Je suis un paradoxe, c’est ce qui rend mes amis complétement oufs. Je suis un paradoxe et je m’en nourris.

Je m’explique : plus je vois la distance s’installer, la rancœur grossir et forcer l’oubli avec une rage inouïe chez les autres, moins je cherche à convaincre, à batailler, à argumenter. Plus cela me conforte dans mon instinct (d’autres diront :  « ouais, être raide dingue crapotte morte d’amour, c’est pas de l’instinct, c’est de la bêtise en tranche !) que comme dit Céline (vouais vouais Céline Dion) « s’il n’en reste qu’une, je serai celle-là ».

 

Mon entourage en est écrasé et confondu. Pour eux, il n’y a pas deux poids deux mesures.

-         Rien n’est excusable quand quelqu’un vous tourne le dos alors que vous avez toujours été là pour lui (encore faudrait il en avoir la preuve)

-         Pas de pitié pour ceux qui ne savent s’imposer et se battre pour leurs amis, c’est qu’en fait ils n’avaient pas d’amitié pour nous donc basta (Ses vrais amis comprendraient ça, et ne dîtes pas qu’il n’en a pas…)

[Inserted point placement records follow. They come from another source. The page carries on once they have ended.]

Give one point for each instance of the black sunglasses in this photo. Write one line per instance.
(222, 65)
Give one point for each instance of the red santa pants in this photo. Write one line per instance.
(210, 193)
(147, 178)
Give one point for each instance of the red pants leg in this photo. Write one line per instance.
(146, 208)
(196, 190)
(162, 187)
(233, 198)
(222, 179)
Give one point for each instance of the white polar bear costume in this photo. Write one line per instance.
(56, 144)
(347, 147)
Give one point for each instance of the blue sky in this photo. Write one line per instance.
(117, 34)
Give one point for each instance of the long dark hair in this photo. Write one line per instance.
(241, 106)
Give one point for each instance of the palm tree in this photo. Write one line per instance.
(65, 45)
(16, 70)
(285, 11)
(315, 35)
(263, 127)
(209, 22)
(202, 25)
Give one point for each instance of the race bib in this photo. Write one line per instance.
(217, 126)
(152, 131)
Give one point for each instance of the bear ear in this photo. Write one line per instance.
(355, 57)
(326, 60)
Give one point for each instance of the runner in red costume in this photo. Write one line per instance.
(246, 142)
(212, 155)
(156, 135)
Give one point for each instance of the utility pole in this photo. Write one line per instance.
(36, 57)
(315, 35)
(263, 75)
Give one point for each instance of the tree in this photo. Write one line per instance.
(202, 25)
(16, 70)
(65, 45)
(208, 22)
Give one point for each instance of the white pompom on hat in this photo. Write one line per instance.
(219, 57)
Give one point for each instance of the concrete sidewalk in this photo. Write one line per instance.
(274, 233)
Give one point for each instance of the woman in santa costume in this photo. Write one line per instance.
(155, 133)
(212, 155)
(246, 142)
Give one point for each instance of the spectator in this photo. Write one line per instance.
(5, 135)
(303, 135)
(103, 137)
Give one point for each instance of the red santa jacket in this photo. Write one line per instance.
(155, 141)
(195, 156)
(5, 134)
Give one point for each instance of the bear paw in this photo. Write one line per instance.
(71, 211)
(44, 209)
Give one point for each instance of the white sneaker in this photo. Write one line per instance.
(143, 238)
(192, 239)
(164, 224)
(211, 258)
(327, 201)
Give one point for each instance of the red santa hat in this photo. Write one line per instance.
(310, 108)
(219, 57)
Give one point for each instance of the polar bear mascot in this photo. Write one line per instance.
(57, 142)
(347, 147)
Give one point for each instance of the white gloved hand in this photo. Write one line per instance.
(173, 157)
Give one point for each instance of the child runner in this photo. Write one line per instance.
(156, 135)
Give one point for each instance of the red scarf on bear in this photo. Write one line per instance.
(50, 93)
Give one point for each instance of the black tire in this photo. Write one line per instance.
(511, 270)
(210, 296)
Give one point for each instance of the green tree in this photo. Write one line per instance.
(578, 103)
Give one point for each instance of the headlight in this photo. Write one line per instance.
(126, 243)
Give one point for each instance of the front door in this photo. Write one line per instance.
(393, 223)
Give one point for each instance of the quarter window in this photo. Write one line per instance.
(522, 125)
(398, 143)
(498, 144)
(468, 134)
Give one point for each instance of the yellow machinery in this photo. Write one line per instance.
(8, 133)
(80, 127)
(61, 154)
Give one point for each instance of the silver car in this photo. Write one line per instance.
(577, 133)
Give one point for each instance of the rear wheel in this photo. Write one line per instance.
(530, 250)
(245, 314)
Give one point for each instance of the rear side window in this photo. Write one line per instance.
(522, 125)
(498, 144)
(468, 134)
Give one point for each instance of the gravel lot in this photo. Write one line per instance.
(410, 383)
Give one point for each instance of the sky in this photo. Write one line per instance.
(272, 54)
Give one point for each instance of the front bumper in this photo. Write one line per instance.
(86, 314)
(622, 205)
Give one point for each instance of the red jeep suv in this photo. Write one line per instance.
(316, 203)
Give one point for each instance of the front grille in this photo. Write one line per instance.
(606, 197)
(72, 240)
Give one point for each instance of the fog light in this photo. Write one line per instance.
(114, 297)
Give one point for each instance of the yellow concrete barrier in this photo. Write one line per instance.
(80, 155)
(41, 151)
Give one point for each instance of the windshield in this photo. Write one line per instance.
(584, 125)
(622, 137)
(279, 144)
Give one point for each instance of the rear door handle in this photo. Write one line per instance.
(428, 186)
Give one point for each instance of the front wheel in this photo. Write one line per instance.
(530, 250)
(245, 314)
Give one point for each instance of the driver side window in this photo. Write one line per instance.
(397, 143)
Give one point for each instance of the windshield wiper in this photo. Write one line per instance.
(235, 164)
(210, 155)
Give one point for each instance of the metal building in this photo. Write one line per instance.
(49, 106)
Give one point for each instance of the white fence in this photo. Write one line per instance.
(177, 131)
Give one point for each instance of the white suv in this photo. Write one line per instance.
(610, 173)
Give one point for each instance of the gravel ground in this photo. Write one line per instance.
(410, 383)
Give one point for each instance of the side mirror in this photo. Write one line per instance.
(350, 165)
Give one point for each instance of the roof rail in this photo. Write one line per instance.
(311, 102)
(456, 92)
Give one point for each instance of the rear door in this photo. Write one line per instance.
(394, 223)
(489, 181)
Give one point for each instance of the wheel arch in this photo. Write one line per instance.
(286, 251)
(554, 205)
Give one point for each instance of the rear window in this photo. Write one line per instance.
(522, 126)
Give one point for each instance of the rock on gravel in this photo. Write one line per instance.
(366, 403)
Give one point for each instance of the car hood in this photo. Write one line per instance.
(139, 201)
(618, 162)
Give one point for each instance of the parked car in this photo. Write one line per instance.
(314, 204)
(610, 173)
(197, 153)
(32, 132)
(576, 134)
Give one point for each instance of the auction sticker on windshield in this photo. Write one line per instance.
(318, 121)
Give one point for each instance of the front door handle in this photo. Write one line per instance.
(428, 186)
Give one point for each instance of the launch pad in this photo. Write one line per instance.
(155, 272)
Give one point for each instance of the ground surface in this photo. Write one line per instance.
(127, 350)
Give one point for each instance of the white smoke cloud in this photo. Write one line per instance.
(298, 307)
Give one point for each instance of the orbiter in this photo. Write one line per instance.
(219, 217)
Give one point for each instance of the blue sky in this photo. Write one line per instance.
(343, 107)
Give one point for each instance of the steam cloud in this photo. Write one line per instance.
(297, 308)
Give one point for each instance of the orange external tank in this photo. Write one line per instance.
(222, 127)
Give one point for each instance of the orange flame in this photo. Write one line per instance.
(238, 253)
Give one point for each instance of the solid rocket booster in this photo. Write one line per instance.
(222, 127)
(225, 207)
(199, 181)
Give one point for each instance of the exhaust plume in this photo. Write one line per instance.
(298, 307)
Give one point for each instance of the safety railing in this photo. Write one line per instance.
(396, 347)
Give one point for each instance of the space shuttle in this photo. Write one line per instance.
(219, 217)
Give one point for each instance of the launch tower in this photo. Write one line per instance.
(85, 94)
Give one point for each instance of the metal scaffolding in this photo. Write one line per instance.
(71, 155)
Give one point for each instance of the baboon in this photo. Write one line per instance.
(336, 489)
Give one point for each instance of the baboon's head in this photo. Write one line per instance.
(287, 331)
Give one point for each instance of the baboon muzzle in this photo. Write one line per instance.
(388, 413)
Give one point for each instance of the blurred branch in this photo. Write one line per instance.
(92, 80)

-         A mort les lâches et les  peureux qui craignent leurs 4 vérités, qui flippent d’avoir à s’excuser ou à se justifier (Ils n’ont peut-être pas envie de jouer à « Qui veut gagner des gnons ? », surtout qu’ils le savent suffisamment alors pourquoi jouer ? )

-         Ceux qui ne savent plus que vous existez et qui oublient les bons moments que vous avez passés : rayés de la carte et pas par un simple trait, par un gribouillage enragé (même le stylo en a pâti et fait grise mine –ouah le jeu de mots glauquissime !)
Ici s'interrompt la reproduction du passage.